Extreme Logging?

zelmak

So, spelunking around the system, I found a large log file for a small, but important program we run.

% head PROGRAM.log
Tue May 3 2005 09:43:52 >>> Server listening for connection...
Tue May 3 2005 09:43:52 >>> Closing socket and disconnecting any clients.
Tue May 3 2005 09:43:52 >>> Closing socket and disconnecting any clients.
Tue May 3 2005 09:45:00 >>> Server listening for connection...
.
.
.
% ls -l PROGRAM.log

-rwxrwxrwx   1 root     group 35125862919 Jan  9 13:19 PROGRAM.log

A 33GiB log file that was created over 6-1/2 years ago ...

useful ...

% time compress PROGRAM.log 1349.0u 65.0s 24:55 94% 0+0k 0+0io 0pf+0w

% ls -l PROGRAM.log.Z
-rwxrwxrwx 1 root group 7080664469 Jan 9 13:19 PROGRAM.log.Z

33GiB to 6.6GiB? Man, text sure compresses well.

C_Octothorpe

Try rm... Now THAT'S compression.

Cassidy

.. or store it in /dev/null. I find you tend to reclaim a lot of disk space that way.

@Cassidy said:

.. or store it in /dev/null. I find you tend to reclaim a lot of disk space that way.

This should also make the file appear less "old".

Sutherlands

If it's just those lines repeated over and over again, I find it odd that it only compresses down to 20% of its original size.

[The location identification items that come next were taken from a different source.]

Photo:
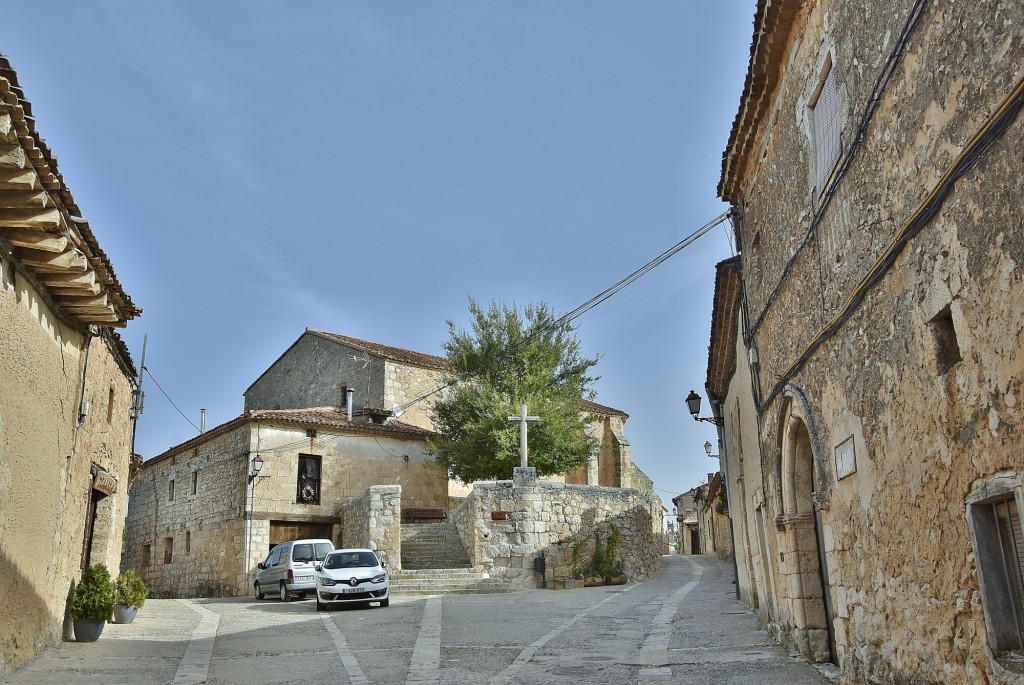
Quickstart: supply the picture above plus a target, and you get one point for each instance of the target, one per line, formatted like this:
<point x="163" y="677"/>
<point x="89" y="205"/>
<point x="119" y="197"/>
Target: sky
<point x="255" y="168"/>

Also, who in the world uses GiB...

Quietust

@Sutherlands said:

If it's just those lines repeated over and over again, I find it odd that it only compresses down to 20% of its original size.

It's probably because he used the ancient "compress" tool - had he used GZIP, it probably would've compressed a whole lot more (and taken a lot longer to do so).

boog

@Cassidy said:

.. or store it in /dev/null. I find you tend to reclaim a lot of disk space that way.

That's where I store emails from problematic users. I figure I can always fetch their emails from there later if they say anything important.

C_Octothorpe

@boog said:

@Cassidy said:
.. or store it in /dev/null. I find you tend to reclaim a lot of disk space that way.

That's where I store emails from problematic users. I figure I can always fetch their emails from there later if they say anything important.

What do you do when they ask for the originals back?

Cassidy

Quickly restore a backup of /dev/null and hope they never notice it's actually a duplicate and not the original email.

boog

@C-Octothorpe said:

@boog said:
@Cassidy said:
.. or store it in /dev/null.

That's where I store emails from problematic users.
What do you do when they ask for the originals back?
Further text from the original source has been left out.